Car je veis ses beaulx yeulx vers, arrousés de petites larmes ressemblant a perles orientales : lesquelles glorieuses larmes furent conciliatrices & confort de toutes mes peines preterites. Et quand la mienne dame vit que j’avoys achevé mon propos, ainsi me dist :
Je congnoys assez, O unicque seigneur, confort & salut de ma vie, que pour cause de l’affection que tu me porte, que sans tranquilité ne repos, tousjours a esté ta vie : mais puis que fortune de ta presence m’a faict digne, en mettant fin a mes lamentations, t’exposeray le moyen (entre tous les aultres) bien pensé & excogité, qu’il me semble plus utile pour a noz intentions parvenir. Et pour te le divulguer, tu doibs entendre que si en ta faculté estoit de captiver la benevolence de celluy qui est commis pour la garde de ceste prochaine forestz, il me semble que nostre nef seroit joincte au seur & desiré port : car cestuy homme a grand privaulté & familiarité au portier de ce chasteau. Et a cause de leurs accoustumees conversations, il frequente souvent en ce lieu. Parquoy au moyen de sa congnoyssance tu pourras facilement avec luy entrer, & aussy ceulx de ta compaignie : mais il fault attendre l’opportunité. Et si est chose tresurgente que tu saiche bien premier que tu viengne, si la dame maldisante ne sera point en ce lieu : car comme je t’ay predict, je suis certaine que de brief elle viendra. Je t’ay declairé toute ma conception & ultime conclusion : reservé toutesfoys que si aultre estoyt ton opinion, a ta prudence je m’en rapporte. Quand j’eux le tout entendu telles parolles je luy dictz.

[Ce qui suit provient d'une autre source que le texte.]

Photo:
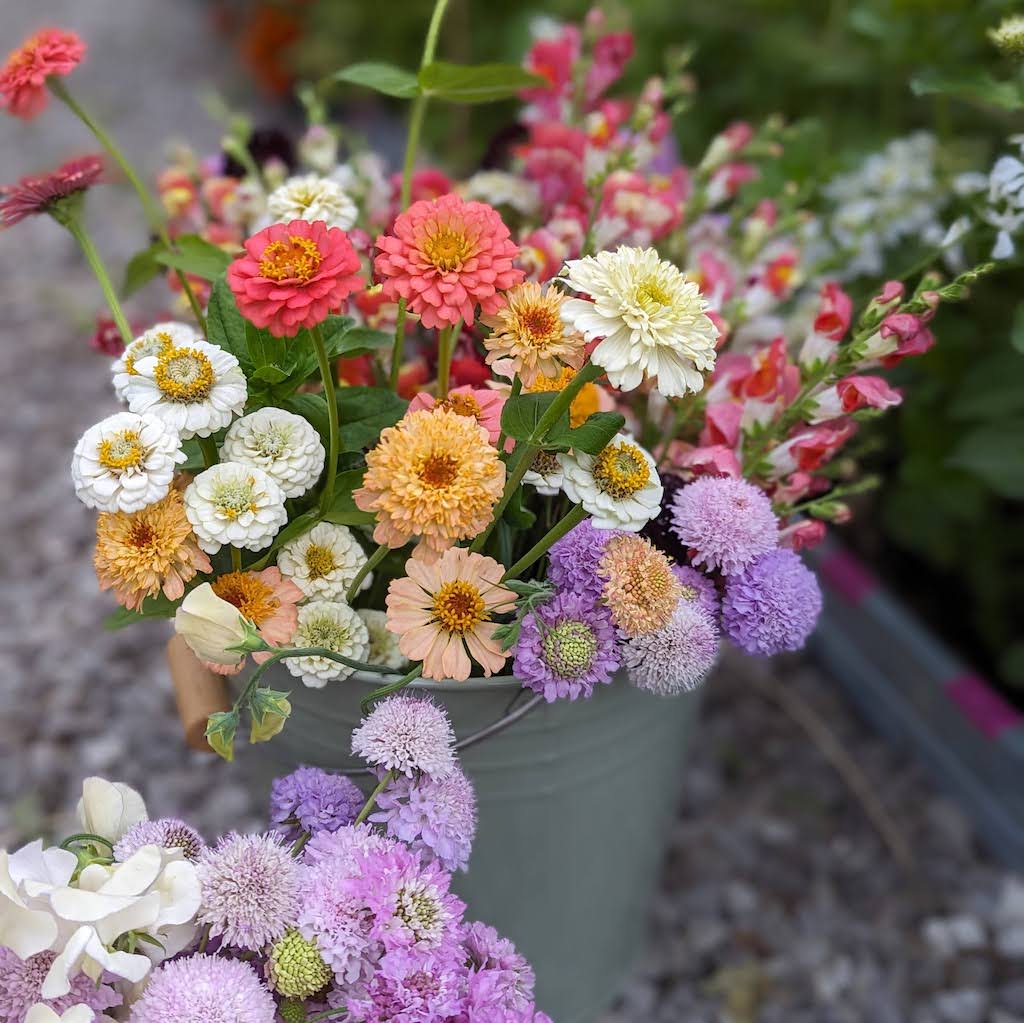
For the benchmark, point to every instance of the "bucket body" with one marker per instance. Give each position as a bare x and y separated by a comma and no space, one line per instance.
576,800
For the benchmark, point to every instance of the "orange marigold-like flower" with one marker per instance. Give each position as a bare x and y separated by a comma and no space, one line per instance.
442,613
434,476
139,554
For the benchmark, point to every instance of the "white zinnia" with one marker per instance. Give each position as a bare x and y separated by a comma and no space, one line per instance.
125,463
650,317
283,444
233,504
620,487
166,335
324,561
336,627
196,389
309,197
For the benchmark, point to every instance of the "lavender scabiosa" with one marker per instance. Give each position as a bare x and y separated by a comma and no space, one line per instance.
204,989
310,800
250,890
406,734
565,647
773,605
675,658
726,522
435,817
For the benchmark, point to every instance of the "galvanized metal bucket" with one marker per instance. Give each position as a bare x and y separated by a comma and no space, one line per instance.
576,801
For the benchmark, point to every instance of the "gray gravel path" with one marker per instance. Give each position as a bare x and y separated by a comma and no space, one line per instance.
778,901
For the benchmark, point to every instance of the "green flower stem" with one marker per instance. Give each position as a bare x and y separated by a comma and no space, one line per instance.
372,799
334,435
372,562
571,518
154,214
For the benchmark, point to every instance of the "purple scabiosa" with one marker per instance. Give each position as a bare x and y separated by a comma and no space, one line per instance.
574,559
407,734
725,522
168,833
773,605
310,800
250,890
22,982
204,989
565,647
675,658
437,818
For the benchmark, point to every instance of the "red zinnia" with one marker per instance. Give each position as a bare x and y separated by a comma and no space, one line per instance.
23,79
294,274
37,195
445,256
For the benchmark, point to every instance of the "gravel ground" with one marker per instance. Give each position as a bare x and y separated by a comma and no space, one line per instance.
778,900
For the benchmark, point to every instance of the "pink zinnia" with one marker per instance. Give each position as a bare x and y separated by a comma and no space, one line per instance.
444,257
293,275
48,53
37,195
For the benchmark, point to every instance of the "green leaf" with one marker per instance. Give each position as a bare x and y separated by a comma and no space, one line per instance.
480,83
384,78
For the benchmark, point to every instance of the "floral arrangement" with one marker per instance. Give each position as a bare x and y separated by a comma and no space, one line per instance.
569,418
342,908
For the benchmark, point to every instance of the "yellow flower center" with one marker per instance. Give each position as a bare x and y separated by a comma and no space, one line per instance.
459,607
253,598
621,470
448,250
295,258
183,375
123,451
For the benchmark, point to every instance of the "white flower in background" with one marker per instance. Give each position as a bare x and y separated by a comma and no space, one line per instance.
620,487
283,444
125,462
309,197
152,342
235,504
336,627
196,389
651,320
383,644
324,561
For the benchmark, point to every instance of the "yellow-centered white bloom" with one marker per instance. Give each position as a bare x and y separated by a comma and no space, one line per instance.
125,463
197,388
650,317
620,487
336,627
235,504
283,444
324,561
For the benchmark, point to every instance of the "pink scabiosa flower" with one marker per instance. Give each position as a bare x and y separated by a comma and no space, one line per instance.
46,193
293,274
49,53
444,257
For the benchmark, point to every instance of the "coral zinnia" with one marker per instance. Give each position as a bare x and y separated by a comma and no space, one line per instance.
434,475
293,274
445,257
442,613
48,53
140,553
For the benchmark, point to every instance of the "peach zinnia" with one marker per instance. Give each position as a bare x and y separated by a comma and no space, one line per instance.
444,257
293,275
442,613
434,476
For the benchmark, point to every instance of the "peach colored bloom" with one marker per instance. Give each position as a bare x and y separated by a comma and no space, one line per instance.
445,257
293,275
434,475
49,53
442,613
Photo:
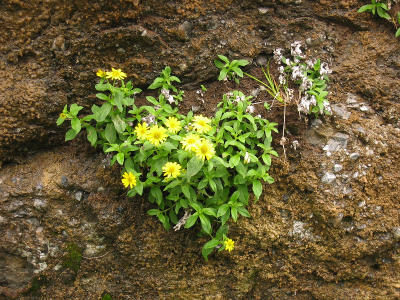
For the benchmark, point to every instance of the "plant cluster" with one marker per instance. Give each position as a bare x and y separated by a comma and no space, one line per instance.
229,70
310,75
193,169
382,8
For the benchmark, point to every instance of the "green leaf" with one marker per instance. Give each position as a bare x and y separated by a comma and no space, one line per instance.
223,230
212,185
60,121
234,161
118,100
119,124
103,112
234,213
91,135
74,109
397,32
120,158
205,223
101,87
76,125
186,190
238,71
139,187
157,83
223,58
157,194
206,252
191,220
71,134
219,64
210,211
241,210
222,74
242,62
257,188
212,244
222,210
102,96
153,212
164,220
110,133
194,166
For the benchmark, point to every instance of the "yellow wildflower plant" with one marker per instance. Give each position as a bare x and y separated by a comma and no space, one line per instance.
229,245
115,74
190,142
128,180
141,131
157,135
205,149
173,124
171,170
100,73
201,124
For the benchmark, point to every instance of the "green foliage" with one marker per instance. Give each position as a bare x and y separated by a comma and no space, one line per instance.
106,297
73,257
230,69
380,8
197,171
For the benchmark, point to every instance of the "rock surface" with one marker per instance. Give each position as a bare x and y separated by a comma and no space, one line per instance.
68,231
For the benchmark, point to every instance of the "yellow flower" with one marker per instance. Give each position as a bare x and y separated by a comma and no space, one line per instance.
101,73
173,125
171,170
201,124
205,149
141,131
229,245
189,142
157,135
128,179
116,74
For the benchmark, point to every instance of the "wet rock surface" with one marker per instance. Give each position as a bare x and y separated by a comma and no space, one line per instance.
69,232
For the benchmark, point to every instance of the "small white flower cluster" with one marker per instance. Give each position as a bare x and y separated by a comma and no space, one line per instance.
298,73
150,119
167,96
295,50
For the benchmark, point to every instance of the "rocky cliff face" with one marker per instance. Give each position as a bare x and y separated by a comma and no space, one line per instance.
328,228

O ma doulce dame, moderatrice de tous mes travaulx, tes discretes melliflues & doulces parolles me prestoient une suavité qui me preserve de tout ennuy pour la nouvelle joyeuseté : si que a grand peine puis faire louenge condigne de ton utile conseil. Mais toy estant celle, en laquelle reside prudence & humanité, selon ta benignité accoustumee m’excuseras. Et pource que la deesse qui envers Orpheus fut tant piteuse, qu’elle consentit Eurydice restituer, desja commence sa corne musser, contraincte me sera le sequestrer. Mais combien que je me parte avec le corps, de l’ame je te laisse dame & maistresse. Et te supplye que ne te veuille contrister, si mon retour est plus tardif que toy & moy ne desirerions : & ne pense que la dilation soit par ma coulpe maligne : mais pour donner meilleur principe a noz choses, a ce que bonne fin s’en puisse ensuyvir.
Et lors doulcement respondant me dist : Guenelic grandement je loue ceste tienne consideration : & ne soys timide que ton absence me soit tant triste que ne la puisse patiemment tolerer : puis que je seray certaine, que elle ne sera sinon que pour attendre le temps opportun. Et pourtant va t’en en paix, en ayant souvenance de moy. Et a l’heure apres le doulx & amyable congé de elle, je me departiz.